I have a set of values (e.g integers from i = 1 to 255) and each value
( i ), can be associated with another set of values ( integers from j
= 1 to 50). A simple 2 dimensional array would map the set of values.
i.e for each i, what are the valid j can be found.

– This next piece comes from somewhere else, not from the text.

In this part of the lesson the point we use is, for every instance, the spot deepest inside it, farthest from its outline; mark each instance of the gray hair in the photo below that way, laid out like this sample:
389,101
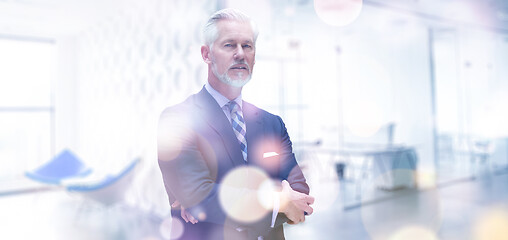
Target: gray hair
211,33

The problem is that most of the valid values of j for a given i are
few and it takes a lot of memory.

I would like to know of a better solution to this problem. Appreciate
your help.

0 1 2 3 4 5 6 7 8 .......
=============
1 | 0 0 0 1 0 1 0
2 | 1 0 0 1 1 0 0
3 |
4 |


Since the given values of J for each I is limited, just make the values a
vector. So you would have 255 vectors of ints. This can also be stored in
a vector of vectors but the initialization gets a litte hazy, so you might
want to wrap the given J's.

class JValues
{
private:
   std::vector<i> Values;
public:
   JValues() { };
   JValues( std::vector<i>& Data ) {
      Values = Data;
   }
   bool IsValid( int Number ) {
      // find value here and return true or false
   }
};

etc... whatever logic you want. If you need the exact code I could do it,
but you should try I think
Then either a pure array:
JValues[255] MyData;
or a vector of dta.
std::vector<JValues> MyData;
then you'll need to send the data to JValues what are the valid entries.